How well do you know your customer? Not the person who last bought your product, but your target customer. The current thinking is that you should know your target customer personally. How? By creating a persona for them, with a name, and full demographic details, together with their interests, and what they want from you.
What are buyer personas and how do you build them?
Buyer personas are descriptions of your ideal customer, as individuals. They have names, and you use real data to build and shape them, until they feel like a real person to you and your team. Three to five is usually enough to cover most of your target market in sufficient detail.
The information to include can often be quite detailed. You need to include enough that you can really start to understand them. As a starting point, you need to know who they are, what they value and how to communicate with them. These may include:
- Your persona needs a name, if he or she is to feel like a real person.
- Job title, size of company, and some details about what he or she does. You need to know their level of seniority, decision-making power and so on.
- Demographics, including age, gender, salary or household income, family, level of education and location (urban, suburban or rural is enough).
- Their goals and challenges: what do they want to achieve, what is stopping them, and how you and your company can help.
- Their values and fears.
- Your marketing message and elevator pitch to them: how can you get your message across shortly and sweetly?
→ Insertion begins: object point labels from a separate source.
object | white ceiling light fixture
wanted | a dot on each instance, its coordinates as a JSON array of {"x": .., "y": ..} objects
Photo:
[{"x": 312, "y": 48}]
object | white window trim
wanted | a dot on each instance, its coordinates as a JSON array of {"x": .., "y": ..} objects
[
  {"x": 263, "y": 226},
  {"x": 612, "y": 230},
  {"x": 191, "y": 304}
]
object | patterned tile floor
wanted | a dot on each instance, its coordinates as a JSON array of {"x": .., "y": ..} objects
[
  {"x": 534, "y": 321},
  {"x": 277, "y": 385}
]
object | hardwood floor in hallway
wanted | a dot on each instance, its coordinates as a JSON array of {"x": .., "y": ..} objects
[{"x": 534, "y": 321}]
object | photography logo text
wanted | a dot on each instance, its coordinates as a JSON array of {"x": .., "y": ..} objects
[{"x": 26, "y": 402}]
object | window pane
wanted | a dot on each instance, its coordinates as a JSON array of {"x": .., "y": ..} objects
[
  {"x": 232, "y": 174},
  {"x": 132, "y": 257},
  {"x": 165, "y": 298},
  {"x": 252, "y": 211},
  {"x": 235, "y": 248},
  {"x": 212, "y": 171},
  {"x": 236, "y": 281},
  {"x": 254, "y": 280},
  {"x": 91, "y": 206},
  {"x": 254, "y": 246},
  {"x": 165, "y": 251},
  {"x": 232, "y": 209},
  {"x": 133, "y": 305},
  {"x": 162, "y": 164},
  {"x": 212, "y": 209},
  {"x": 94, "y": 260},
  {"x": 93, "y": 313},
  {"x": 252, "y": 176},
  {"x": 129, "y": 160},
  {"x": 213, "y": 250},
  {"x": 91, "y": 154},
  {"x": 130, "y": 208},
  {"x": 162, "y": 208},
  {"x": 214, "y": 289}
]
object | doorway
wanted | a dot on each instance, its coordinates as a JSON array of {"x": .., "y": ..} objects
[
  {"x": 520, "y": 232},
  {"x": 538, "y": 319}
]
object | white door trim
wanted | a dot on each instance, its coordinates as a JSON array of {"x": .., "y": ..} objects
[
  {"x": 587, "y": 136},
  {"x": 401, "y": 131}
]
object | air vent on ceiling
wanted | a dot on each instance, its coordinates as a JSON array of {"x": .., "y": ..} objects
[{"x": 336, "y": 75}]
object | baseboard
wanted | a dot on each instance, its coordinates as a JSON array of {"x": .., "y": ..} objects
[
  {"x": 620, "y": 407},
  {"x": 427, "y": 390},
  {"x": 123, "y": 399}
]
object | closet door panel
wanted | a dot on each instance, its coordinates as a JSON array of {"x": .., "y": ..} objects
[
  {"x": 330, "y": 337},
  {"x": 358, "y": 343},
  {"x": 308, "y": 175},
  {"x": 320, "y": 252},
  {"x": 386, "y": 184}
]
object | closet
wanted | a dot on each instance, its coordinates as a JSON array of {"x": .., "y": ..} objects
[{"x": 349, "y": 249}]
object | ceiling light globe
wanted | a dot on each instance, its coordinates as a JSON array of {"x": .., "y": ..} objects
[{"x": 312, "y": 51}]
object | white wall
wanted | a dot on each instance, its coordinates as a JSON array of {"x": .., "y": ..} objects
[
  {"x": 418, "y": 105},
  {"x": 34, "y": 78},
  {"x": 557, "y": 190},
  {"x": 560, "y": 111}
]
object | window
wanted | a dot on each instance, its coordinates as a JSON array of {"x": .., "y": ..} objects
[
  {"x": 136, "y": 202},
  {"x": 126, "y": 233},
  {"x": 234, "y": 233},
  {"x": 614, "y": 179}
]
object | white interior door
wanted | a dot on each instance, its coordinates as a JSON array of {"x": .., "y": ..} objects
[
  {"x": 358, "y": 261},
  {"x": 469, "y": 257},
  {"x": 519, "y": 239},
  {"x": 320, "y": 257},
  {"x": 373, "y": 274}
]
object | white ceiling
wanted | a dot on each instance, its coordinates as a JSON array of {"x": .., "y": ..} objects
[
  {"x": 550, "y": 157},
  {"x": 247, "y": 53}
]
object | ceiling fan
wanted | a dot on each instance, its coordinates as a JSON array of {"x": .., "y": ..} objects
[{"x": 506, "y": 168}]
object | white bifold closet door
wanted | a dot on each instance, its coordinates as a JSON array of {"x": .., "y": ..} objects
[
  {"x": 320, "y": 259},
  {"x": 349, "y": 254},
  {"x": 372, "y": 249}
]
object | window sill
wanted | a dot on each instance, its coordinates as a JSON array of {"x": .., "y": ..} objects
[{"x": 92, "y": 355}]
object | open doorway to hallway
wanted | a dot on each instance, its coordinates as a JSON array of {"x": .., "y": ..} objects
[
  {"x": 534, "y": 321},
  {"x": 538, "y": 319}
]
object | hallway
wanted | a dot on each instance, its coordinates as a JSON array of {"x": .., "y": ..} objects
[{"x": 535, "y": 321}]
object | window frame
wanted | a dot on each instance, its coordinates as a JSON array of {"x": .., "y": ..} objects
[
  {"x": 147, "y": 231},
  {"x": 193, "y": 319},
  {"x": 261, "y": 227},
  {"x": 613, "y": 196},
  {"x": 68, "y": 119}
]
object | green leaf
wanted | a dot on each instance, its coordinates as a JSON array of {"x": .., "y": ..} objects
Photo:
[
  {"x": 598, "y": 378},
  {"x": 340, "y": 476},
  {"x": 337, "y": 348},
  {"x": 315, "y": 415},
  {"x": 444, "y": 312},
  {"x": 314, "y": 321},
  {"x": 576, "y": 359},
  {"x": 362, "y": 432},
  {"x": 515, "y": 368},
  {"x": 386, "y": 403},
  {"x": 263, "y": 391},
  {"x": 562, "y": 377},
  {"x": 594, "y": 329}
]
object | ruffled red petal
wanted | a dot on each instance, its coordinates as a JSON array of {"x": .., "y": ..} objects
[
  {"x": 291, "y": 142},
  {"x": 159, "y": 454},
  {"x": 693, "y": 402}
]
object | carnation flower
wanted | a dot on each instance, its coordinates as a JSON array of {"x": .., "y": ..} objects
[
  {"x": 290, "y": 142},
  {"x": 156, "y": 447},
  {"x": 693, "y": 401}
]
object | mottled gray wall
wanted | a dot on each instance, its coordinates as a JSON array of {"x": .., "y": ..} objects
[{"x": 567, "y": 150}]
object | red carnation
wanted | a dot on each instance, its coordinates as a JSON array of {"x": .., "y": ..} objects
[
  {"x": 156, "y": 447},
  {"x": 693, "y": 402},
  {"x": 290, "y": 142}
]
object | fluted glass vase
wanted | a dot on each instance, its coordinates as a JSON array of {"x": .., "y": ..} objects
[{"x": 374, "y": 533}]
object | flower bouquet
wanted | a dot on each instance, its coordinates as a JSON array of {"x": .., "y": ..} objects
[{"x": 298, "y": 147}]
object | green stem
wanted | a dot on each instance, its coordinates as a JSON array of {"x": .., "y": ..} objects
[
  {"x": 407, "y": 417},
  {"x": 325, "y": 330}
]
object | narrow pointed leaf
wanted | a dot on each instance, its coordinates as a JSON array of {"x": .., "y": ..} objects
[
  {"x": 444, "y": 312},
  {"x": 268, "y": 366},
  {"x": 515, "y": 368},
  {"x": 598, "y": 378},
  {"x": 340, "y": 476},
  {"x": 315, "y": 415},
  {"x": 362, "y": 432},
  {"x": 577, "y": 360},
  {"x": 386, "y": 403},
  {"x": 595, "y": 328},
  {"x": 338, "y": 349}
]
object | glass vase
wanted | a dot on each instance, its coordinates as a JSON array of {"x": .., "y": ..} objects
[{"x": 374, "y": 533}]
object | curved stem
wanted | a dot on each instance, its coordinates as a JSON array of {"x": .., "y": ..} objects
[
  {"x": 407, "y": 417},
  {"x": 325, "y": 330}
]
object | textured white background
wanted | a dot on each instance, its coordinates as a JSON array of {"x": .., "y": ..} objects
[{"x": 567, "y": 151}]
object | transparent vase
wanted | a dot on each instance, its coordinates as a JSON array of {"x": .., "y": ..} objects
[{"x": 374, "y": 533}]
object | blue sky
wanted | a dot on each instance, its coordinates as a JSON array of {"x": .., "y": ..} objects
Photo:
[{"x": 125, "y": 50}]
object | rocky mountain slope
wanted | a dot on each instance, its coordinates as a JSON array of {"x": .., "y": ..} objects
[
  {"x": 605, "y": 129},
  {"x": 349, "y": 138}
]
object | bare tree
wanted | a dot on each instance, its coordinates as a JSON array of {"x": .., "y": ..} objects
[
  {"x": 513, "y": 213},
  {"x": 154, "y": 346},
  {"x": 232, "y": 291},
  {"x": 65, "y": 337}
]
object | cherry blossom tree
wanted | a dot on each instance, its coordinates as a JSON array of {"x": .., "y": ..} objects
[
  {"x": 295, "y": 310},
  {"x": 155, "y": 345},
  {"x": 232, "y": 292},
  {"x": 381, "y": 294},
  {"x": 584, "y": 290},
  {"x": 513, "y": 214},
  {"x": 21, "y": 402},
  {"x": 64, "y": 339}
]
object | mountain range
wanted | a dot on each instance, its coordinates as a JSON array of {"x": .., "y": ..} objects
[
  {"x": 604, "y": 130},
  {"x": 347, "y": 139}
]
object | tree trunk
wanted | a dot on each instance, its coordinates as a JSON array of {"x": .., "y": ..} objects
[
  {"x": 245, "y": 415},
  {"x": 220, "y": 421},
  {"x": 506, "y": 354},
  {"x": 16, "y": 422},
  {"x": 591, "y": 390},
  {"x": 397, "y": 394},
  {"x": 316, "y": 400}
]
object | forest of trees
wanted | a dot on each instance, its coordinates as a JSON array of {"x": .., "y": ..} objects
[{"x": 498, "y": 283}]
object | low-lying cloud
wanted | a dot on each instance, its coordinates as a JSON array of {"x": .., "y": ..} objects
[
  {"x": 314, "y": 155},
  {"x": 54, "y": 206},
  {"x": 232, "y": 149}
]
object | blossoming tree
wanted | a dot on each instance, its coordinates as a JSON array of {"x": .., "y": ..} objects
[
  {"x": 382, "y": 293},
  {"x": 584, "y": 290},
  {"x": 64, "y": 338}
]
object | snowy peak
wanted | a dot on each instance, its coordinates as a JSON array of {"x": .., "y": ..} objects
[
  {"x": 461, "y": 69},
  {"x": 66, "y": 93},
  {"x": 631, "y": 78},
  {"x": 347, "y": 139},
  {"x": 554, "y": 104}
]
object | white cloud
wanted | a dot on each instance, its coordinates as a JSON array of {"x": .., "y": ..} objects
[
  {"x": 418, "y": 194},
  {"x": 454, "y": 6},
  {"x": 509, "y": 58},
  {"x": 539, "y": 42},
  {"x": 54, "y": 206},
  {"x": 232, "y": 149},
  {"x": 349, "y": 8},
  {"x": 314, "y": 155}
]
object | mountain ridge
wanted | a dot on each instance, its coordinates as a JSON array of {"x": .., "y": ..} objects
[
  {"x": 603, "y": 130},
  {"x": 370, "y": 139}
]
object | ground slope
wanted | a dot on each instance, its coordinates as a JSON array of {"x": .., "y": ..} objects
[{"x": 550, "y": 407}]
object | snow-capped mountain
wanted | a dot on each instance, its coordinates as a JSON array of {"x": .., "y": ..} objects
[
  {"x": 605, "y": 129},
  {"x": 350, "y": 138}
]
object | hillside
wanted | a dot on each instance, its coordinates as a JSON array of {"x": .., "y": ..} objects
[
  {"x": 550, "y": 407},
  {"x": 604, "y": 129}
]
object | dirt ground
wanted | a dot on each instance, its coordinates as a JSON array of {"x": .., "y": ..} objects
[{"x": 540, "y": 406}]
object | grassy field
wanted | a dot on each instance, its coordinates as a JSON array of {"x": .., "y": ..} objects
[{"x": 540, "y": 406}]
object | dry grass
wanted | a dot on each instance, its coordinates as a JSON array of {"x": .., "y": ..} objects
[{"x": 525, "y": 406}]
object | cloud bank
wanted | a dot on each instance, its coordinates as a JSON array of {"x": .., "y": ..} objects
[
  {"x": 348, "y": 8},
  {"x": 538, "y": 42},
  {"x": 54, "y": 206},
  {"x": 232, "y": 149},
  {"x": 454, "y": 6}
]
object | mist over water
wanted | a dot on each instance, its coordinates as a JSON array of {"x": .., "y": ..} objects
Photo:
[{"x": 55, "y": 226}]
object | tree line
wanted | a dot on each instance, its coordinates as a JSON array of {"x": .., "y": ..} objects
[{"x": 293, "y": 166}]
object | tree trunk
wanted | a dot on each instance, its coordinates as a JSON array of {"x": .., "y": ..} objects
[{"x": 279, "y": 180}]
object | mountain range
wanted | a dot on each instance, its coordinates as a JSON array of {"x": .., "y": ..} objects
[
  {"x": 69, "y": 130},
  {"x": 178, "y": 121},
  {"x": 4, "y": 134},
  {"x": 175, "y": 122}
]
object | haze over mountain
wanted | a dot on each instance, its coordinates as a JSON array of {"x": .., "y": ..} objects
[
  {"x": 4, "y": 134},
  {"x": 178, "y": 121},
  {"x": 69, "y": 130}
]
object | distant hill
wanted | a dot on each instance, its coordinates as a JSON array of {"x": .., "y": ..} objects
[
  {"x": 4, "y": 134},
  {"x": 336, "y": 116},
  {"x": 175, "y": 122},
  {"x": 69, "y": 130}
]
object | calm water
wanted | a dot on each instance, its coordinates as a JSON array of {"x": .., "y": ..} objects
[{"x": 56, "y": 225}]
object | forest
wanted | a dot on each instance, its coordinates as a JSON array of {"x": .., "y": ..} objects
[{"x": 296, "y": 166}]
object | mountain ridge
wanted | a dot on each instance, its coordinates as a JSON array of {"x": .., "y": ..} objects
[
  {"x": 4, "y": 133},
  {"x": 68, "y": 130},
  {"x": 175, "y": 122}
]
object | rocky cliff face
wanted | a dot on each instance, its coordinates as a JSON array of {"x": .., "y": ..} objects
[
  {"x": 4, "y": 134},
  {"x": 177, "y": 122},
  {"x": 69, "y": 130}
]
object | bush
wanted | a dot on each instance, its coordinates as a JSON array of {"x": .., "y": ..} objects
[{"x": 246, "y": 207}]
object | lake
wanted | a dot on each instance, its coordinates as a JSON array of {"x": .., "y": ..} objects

There may also be more information that your company needs, such as level of computer literacy, or what blogs someone reads, so this is a minimum list.
You may be wondering where you find all this information. The key is to use real data and real insights, and not just to make it up. Site analytics can provide useful information about where your customers come from, how they found you, and how long they stay on your site. Google Analytics also contains useful data, for example about demographics.
You should also draw on anyone in your company who has contact with customers, as they will have valuable insights to contribute. Market research information that has been commissioned will be useful here. You can also find your customers via social media, and have a look at what questions they are asking, and what content they are seeking, as this provides good data. The more real data that you can use, the better your ‘sketch’ will become, potentially moving from the equivalent of a stick figure to a decent portrait.
What are the key benefits to using buyer personas?
Perhaps the most important benefit is that buyer personas enable you, and all your team, to put yourselves into your customers’ shoes. When you’re shopping for a friend or relative, you picture them in your mind. With a persona, you can do the same thing with a customer. They become a friend, and you can tailor your content to them and their needs and wants.
With a better understanding of your customer from the analytics you have used to build up the persona, you’ll have improved your knowledge of where they spend time. You can target your content to the right places, instead of using a scattergun approach.
Personas also give you a common language about target customers across a business. If you have identified five personas, then you can discuss potential leads in terms of those personas, and others will understand what is likely to motivate them. This also helps to build better leads, and also to ensure that sales teams spend their time on the leads that are most likely to lead to sales. Finally, buyer personas also improve new product development, by enabling you to tailor new products to your customers’ wants and needs, which will help to keep them happy and save you having to spend so much time and energy on finding new customers.
Across the board, using buyer personas can help you to find new customers and also keep your existing customers happy. Getting to know your customers means that you can tailor content and products to them. It’s a massive win-win on so many levels.